From the September-October 2019 issue of News & Letters
San Francisco—On May 28, just after 9:30 AM, students in a lecture room at University of California-Berkeley noticed a man slumped backwards in a desk. When two of them attempted to check on him, they realized with shock that he was dead. His name has still not been made public, but we know that he was homeless and often took shelter on campus. In the Daily Cal of July 18, one student expressed his trauma and that of his fellow students:
“This man was 58 years old. He died…alone in a university auditorium, 20 years younger than the national average…How long will we wait before we realize this is a problem?”
Then on June 21, Clyde Jones, 61 years old, was found dead on Durant Ave. at Fulton St., and on June 23, 63-year-old Thomas Francis Chockla was found dead one block away on Bancroft at Fulton, both less than three blocks from the center of downtown Berkeley.
Homelessness has skyrocketed in the San Francisco Bay Area in the past two years. According to the latest Point-In-Time count, it has grown by 47% in Oakland since 2017 to around 4,200. Over half of the un-housed in Alameda County are Black, while African Americans make up only 11% of the county’s population. Seventy-eight percent of today’s homeless once had housing in the county. In San Francisco the official homeless count is over 9,700, but many people believe that it could be twice as high. Many of the new homeless are native or long-term San Franciscans, not recent arrivals.
AN ARTIFICIAL DISASTER
This homelessness disaster is artificially created. The San Francisco Chronicle of March 17 reported that a study by Lending Tree determined that there are now 100,000 empty homes in the Bay Area, enough to house the homeless several times over. Local activists have estimated that as many as 30,000 to 35,000 rental units in San Francisco are being withheld from the market by landlords. Evictions are rampant, as renters often have few resources to defend themselves, even in cases that are clearly illegal. Single Resident Occupancy hotels are being converted to condos in alarming numbers.
At the same time, speculators in housing construction have run amok with demolitions of existing structures in exchange for cheaply built high-rises that resemble office towers, worse than the old “Communist-bloc” housing. Some claim to have a few “affordable units” but they are out of reach for most people. Poor and middle-income people are being driven out of entire neighborhoods. Even young tech workers are forced to rent closet-sized units for $1,200/month or more. The Bay Area is losing much of the cultural life that it was once famous for.
The tech industry is not the only force pushing the Bay Area in that direction. Of equal importance is the fact that foreign investors, enriched by inhuman labor conditions in their own countries, are parking their assets in the U.S. where they feel safe.

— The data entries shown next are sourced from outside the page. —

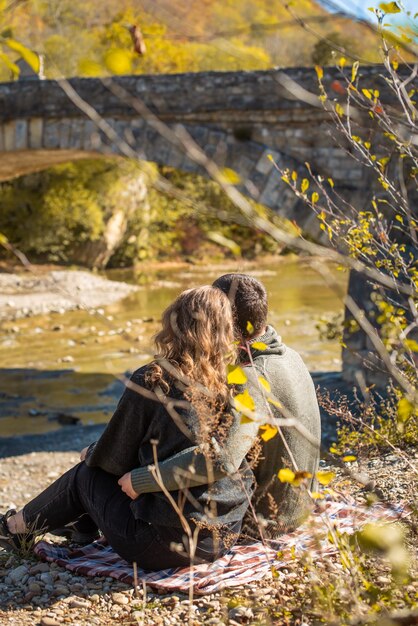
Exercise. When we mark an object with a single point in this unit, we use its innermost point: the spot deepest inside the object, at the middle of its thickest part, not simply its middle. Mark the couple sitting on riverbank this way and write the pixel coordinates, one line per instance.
(187, 459)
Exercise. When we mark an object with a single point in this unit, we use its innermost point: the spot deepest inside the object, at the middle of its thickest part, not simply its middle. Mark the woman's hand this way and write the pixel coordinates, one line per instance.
(126, 486)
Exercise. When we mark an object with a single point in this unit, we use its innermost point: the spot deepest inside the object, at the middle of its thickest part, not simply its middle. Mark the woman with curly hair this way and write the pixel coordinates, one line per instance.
(176, 402)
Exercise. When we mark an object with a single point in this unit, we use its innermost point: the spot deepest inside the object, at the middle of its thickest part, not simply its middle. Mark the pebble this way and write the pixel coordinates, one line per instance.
(119, 598)
(79, 604)
(17, 574)
(49, 621)
(241, 614)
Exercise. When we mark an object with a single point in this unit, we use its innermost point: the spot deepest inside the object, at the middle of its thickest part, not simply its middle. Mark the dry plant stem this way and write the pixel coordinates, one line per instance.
(192, 536)
(364, 323)
(135, 567)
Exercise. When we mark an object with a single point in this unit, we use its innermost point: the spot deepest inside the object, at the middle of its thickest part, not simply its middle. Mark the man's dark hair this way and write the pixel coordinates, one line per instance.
(249, 302)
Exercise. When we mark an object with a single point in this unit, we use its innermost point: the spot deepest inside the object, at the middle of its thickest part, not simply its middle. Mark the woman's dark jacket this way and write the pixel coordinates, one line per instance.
(127, 443)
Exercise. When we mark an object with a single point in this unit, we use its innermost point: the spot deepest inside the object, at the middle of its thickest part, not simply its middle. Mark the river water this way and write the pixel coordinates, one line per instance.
(62, 367)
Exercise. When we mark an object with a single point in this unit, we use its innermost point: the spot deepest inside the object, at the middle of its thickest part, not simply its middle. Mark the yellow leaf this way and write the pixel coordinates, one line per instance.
(325, 477)
(389, 7)
(268, 432)
(339, 109)
(86, 67)
(412, 345)
(286, 475)
(31, 58)
(225, 242)
(12, 66)
(354, 71)
(301, 477)
(405, 410)
(118, 61)
(244, 402)
(236, 375)
(230, 176)
(259, 345)
(305, 185)
(319, 72)
(264, 383)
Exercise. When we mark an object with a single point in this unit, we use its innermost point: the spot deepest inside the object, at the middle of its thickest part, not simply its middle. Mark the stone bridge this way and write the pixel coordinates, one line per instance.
(238, 118)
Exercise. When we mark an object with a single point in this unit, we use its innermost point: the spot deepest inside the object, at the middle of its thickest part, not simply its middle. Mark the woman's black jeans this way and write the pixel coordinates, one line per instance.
(92, 491)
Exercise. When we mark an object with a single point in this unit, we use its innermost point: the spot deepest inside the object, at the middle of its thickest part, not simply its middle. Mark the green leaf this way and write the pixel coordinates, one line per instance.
(230, 176)
(236, 375)
(390, 7)
(405, 410)
(31, 58)
(411, 344)
(118, 61)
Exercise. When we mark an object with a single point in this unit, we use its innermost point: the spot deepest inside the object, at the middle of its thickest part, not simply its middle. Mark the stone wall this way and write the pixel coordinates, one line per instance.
(238, 118)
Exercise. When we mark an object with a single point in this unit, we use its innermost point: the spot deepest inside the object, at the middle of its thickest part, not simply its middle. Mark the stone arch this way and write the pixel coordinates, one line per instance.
(35, 144)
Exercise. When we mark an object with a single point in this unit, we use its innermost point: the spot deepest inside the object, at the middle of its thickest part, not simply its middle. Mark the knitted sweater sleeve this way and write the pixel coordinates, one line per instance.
(193, 468)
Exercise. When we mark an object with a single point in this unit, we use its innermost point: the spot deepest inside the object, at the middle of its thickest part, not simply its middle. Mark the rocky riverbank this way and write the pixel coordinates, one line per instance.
(36, 593)
(24, 295)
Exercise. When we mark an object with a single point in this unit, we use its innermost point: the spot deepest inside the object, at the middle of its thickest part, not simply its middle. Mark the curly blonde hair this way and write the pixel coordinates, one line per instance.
(195, 343)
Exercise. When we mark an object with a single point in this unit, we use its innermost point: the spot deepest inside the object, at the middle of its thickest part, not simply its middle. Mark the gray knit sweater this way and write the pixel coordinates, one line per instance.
(291, 384)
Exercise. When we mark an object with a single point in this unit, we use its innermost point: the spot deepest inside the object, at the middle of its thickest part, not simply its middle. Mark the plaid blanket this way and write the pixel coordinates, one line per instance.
(241, 565)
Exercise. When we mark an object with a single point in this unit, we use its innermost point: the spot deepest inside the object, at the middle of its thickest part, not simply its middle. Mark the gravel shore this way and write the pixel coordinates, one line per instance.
(24, 295)
(32, 592)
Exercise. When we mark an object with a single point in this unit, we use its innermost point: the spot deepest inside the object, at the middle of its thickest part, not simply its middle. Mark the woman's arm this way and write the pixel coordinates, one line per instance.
(191, 467)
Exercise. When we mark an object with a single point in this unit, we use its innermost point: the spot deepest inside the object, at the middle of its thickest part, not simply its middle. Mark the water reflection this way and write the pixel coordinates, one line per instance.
(66, 364)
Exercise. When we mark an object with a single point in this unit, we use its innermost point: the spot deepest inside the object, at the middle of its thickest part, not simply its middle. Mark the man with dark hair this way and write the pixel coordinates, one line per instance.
(281, 388)
(249, 303)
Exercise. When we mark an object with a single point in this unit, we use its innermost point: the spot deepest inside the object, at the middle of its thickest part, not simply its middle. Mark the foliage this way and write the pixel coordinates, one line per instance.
(90, 39)
(47, 214)
(177, 228)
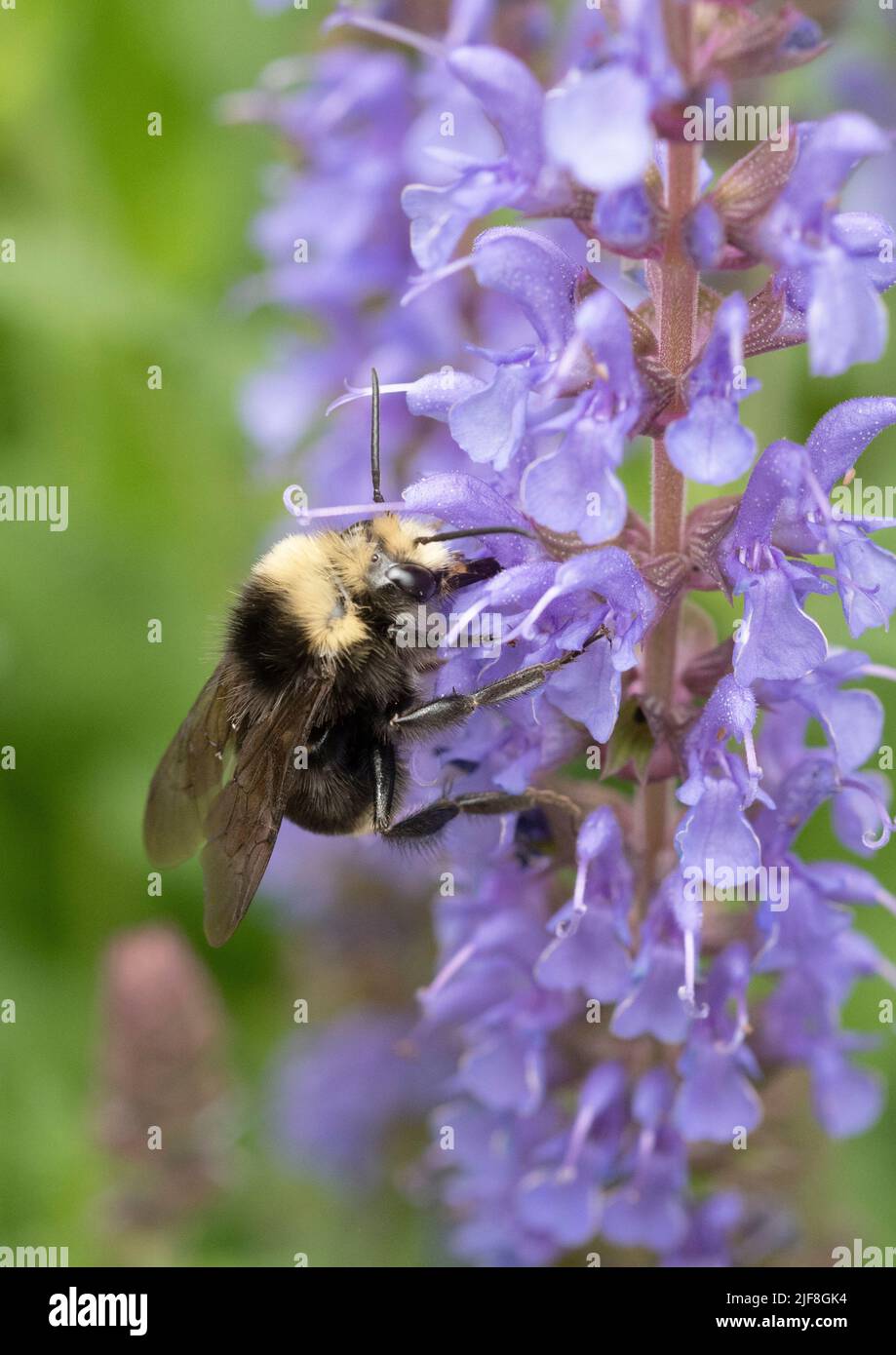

After a recent assault on a resident by a homeless man along the Embarcadero, wealthy residents, already opposed to a “Navigation Center” planned for their area, are now spreading claims about homeless people that resemble the “Willie Horton” ads used by the elder George Bush in his 1988 campaign. Real estate interests have been spreading such propaganda for years, but the hate speech is getting worse.
The movement for change is growing and it has even caused a small rift in the Democratic Party. AB 1482, the Tenant Protection Act, introduced in the State Assembly by Assembly member David Chiu, may offer some small but badly needed relief. In the larger picture a social earthquake may be building. The Bay Area that once offered so much promise to so many is damaged beyond hope of reform. The present crisis calls for a total uprooting of the crushing inhuman capitalist social relations under which we live. We need to rid ourselves of illusions and keep our eyes and ears open.